Serviço de Assessoria Técnico-Imobiliária (SATI).
A compra de um imóvel envolve bastante burocracia. Pensando nisso, algumas incorporadoras passaram a cobrar dos seus clientes pelo serviço de assessoria técnico-imobiliária, vinculando a venda do imóvel a contratação do serviço.
Abusividade da cobrança obrigatória de Serviço de Assessoria Técnico-Imobiliária (SATI).
É abusiva a cobrança pelo promitente-vendedor do Serviço de Assessoria Técnico-Imobiliária (SATI), ou atividade congênere, vinculado à celebração de promessa de compra e venda de imóvel. STJ. 2ª Seção. REsp 1.599.511-SP, Rel. Min. Paulo de Tarso Sanseverino, julgado em 24/8/2016 (recurso repetitivo) (Info 589).
Comissão de Corretagem.
O contrato de corretagem é um acordo firmado entre duas pessoas sem relação de subordinação para realizar operações imobiliárias. Em troca dos serviços, o corretor recebe uma comissão.
Já a cobrança da comissão de corretagem é possível, desde cumprido o dever de informação.
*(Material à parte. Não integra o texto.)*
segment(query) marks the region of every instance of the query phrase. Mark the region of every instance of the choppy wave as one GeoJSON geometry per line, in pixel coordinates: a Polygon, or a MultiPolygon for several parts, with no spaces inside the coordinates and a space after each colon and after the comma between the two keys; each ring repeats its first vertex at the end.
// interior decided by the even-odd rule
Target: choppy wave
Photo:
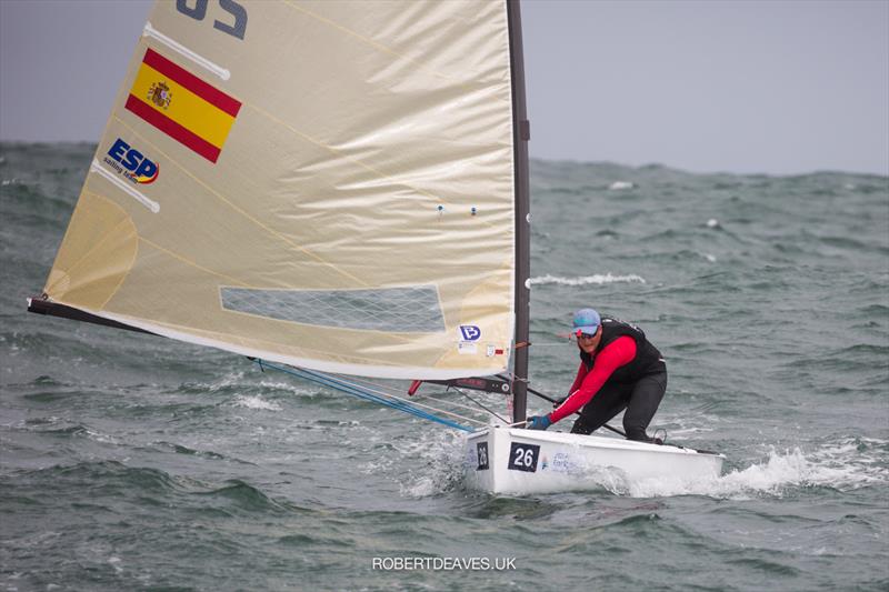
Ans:
{"type": "Polygon", "coordinates": [[[605,283],[646,283],[645,278],[641,275],[615,275],[612,273],[597,273],[595,275],[581,275],[576,278],[562,278],[558,275],[541,275],[531,278],[529,280],[531,285],[589,285],[589,284],[605,284],[605,283]]]}
{"type": "Polygon", "coordinates": [[[710,480],[680,482],[670,480],[629,483],[616,493],[635,498],[665,495],[708,495],[745,500],[769,495],[782,498],[806,488],[830,488],[850,491],[889,484],[889,468],[882,456],[889,442],[870,439],[847,439],[823,445],[812,452],[799,448],[779,451],[770,446],[761,462],[735,469],[710,480]]]}

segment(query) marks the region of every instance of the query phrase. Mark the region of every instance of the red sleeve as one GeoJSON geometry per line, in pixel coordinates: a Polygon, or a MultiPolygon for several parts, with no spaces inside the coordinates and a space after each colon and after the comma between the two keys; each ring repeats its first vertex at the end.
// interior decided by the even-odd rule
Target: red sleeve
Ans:
{"type": "MultiPolygon", "coordinates": [[[[549,414],[550,421],[556,423],[557,421],[563,420],[589,403],[611,374],[613,374],[618,368],[632,362],[633,358],[636,358],[636,340],[629,335],[621,335],[602,348],[602,351],[596,355],[592,370],[582,378],[578,372],[578,379],[582,381],[580,388],[576,389],[578,379],[575,379],[575,384],[571,387],[576,389],[575,392],[572,392],[571,397],[566,399],[556,411],[549,414]]],[[[582,365],[583,364],[581,364],[581,367],[582,365]]]]}

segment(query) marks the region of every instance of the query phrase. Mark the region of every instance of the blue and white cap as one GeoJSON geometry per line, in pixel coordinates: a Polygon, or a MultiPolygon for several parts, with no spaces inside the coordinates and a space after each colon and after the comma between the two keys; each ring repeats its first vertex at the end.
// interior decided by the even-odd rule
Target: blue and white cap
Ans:
{"type": "Polygon", "coordinates": [[[601,324],[602,320],[599,318],[599,313],[592,309],[580,309],[575,313],[575,325],[571,330],[575,333],[588,333],[592,334],[601,324]]]}

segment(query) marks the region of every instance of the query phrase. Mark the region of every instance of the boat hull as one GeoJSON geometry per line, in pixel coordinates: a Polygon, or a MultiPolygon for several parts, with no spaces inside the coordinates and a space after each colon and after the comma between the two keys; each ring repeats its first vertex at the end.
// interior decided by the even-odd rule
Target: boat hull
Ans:
{"type": "Polygon", "coordinates": [[[675,445],[563,432],[491,428],[467,439],[466,480],[489,493],[622,490],[655,479],[716,479],[725,456],[675,445]]]}

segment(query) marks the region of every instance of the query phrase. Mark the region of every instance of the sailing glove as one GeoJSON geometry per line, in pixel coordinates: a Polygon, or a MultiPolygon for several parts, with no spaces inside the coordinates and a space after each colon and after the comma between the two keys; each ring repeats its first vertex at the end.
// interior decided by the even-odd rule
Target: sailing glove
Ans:
{"type": "Polygon", "coordinates": [[[525,422],[525,427],[529,430],[546,430],[550,425],[552,425],[552,421],[549,415],[531,415],[525,422]]]}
Tese de Recurso Repetitivo – Tema 938: II. Validade da cláusula contratual que transfere ao promitente-comprador a obrigação de pagar a comissão de corretagem nos contratos de promessa de compra e venda de unidade autônoma em regime de incorporação imobiliária, desde que previamente informado o preço total da aquisição da unidade autônoma, com o destaque do valor da comissão de corretagem. STJ. 2ª Seção. REsp 1.551.956-SP, Rel. Min. Paulo de Tarso Sanseverino, julgado em 24/8/2016 (Info 589).
→No mesmo sentido: Jurisprudência em Teses do STJ, Ed. 163 – Tese 3.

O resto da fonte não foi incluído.